The landscape of twenty-four hectares, which was once a marsh, was designed by George F. Meacham. The paths and flower beds were placed by the city engineer, James Slade and Forestry, John Galvin. The plan for the garden includes a series of fountains and statues. The first statue was erected by Edward Everett William Wetmore Story, in November 1867 in the northern part of the garden, near Beacon Street. The bronze statue of George Washington by Thomas Ball, which dominates the west side of the park, was dedicated on 3 July 1869. The firm suspension bridge in the middle of the lake was built in 1867.

The public garden is run jointly between the Office of the Mayor, the Parks Department of the City of Boston, and friends of the non-profit public gardens. It was declared a National Historic Monument in 1987.

Along with the Boston Common, these two parks form the northern terminus of the Emerald Necklace, a string of parks designed by Frederick Law Olmsted.
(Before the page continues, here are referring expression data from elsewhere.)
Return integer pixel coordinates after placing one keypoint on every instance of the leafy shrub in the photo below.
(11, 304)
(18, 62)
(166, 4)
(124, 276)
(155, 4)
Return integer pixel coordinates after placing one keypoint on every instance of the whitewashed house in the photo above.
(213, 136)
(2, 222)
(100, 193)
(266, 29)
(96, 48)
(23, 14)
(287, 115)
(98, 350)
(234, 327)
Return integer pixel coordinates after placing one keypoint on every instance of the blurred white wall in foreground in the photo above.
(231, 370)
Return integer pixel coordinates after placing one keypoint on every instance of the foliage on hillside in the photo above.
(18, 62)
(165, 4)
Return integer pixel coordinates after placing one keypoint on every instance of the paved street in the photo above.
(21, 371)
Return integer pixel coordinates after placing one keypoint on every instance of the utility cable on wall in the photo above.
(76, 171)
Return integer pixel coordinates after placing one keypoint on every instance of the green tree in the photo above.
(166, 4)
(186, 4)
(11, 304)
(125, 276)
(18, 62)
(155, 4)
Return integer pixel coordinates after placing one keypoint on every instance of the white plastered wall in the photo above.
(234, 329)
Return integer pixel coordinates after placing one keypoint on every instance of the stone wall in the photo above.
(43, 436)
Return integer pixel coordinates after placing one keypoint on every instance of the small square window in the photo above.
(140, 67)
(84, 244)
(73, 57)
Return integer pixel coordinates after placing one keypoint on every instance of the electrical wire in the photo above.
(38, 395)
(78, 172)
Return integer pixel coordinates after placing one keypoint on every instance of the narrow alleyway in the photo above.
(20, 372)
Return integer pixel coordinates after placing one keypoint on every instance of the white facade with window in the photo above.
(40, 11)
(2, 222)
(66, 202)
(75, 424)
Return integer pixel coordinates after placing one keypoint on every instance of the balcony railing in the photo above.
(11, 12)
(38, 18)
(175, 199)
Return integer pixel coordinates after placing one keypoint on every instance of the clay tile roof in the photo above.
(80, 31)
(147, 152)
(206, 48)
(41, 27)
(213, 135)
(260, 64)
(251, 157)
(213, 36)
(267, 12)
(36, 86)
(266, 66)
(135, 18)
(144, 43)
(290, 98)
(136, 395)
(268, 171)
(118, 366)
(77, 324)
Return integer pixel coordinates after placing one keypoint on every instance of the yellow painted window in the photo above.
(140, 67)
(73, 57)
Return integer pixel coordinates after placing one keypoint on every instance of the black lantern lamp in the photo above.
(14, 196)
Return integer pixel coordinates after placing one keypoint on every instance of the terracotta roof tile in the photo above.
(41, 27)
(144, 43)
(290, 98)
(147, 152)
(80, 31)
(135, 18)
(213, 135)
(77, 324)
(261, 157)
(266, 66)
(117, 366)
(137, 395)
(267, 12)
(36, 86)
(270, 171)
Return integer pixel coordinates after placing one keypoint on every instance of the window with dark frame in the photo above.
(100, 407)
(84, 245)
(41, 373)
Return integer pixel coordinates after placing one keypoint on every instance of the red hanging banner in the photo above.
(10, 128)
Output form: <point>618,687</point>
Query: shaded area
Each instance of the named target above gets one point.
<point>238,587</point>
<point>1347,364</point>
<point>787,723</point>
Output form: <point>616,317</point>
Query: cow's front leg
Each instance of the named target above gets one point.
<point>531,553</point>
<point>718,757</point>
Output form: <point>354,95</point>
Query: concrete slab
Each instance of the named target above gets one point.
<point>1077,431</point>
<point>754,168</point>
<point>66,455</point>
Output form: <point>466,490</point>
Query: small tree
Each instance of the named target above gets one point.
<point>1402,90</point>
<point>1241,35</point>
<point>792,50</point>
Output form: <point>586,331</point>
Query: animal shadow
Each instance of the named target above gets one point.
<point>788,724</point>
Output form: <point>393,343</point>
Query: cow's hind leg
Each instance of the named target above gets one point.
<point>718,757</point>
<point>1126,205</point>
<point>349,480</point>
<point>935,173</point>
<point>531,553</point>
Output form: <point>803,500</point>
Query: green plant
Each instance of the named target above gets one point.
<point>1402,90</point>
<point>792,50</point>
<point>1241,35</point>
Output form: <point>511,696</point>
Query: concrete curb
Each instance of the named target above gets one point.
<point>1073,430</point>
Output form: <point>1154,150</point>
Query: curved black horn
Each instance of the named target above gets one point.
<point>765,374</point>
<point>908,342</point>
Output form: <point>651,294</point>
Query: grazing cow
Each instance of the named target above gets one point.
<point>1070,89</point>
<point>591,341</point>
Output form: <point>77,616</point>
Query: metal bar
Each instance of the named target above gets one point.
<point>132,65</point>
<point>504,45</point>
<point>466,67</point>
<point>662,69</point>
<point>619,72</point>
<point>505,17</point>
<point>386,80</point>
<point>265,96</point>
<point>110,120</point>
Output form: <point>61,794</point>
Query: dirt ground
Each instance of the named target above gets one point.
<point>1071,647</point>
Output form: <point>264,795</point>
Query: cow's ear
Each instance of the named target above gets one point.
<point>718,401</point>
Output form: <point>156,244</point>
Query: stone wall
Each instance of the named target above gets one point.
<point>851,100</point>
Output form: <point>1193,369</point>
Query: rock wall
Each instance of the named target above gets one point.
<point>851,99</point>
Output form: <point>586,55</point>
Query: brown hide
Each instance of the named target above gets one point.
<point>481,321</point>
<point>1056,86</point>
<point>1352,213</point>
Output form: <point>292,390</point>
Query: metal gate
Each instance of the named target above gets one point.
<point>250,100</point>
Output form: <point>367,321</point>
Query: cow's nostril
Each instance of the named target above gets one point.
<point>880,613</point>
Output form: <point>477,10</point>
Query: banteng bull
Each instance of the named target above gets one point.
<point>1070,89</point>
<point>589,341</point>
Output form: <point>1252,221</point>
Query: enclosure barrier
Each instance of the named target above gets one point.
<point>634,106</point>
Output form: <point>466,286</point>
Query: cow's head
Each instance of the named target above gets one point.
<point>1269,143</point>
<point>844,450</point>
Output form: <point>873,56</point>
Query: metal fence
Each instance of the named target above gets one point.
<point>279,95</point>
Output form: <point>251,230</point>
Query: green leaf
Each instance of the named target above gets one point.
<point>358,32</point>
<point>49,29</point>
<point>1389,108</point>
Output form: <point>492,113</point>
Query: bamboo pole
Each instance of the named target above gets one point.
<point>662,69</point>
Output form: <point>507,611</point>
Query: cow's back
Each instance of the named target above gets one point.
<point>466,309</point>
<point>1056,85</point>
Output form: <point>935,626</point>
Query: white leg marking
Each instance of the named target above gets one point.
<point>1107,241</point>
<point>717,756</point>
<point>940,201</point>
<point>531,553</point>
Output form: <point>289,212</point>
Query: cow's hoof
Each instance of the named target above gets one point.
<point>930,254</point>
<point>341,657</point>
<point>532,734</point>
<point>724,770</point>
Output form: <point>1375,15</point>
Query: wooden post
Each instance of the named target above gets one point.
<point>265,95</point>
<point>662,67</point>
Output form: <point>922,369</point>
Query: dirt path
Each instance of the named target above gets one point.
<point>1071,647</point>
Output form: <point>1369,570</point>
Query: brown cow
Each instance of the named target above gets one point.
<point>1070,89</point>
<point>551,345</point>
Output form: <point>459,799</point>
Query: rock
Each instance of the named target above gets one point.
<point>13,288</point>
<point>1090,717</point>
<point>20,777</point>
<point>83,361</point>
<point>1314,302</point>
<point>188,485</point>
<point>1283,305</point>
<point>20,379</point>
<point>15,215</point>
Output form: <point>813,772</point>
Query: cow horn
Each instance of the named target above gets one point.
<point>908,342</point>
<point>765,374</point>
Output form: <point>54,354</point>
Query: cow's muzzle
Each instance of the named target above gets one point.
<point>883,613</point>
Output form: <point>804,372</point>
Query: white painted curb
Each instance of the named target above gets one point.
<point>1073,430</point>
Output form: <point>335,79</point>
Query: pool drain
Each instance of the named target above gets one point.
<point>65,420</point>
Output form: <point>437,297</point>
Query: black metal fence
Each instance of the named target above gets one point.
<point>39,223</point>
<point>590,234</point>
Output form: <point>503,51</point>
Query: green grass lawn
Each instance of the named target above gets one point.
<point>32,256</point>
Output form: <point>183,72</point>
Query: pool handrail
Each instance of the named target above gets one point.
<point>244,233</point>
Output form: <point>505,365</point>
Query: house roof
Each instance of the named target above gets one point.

While the common open space is largely unstructured, the Public Garden contains a lake and a series of formal plantings that are maintained by the city and others, and vary from season to season.

During the warmer seasons, the four acre pond is usually the home of one or more of the swans and is always the site of the Swan Boats, a famous tourist attraction in Boston. For a small fee, tourists can sit on a boat decorated with a white swan in the back. The boat is then pedaled around the lake by a tour guide sitting on the swan.

The Public Garden is rectangular and is bounded on the south by Boylston Street, west of Arlington Street, and north of Beacon Street, where it faces Beacon Hill. On its east side, Charles Street divides the common public garden. The greenway that connects the public garden, with the rest of the Emerald Necklace is a strip of park that runs west through the center of Commonwealth Avenue to the marshes of Back Bay and the river of mud.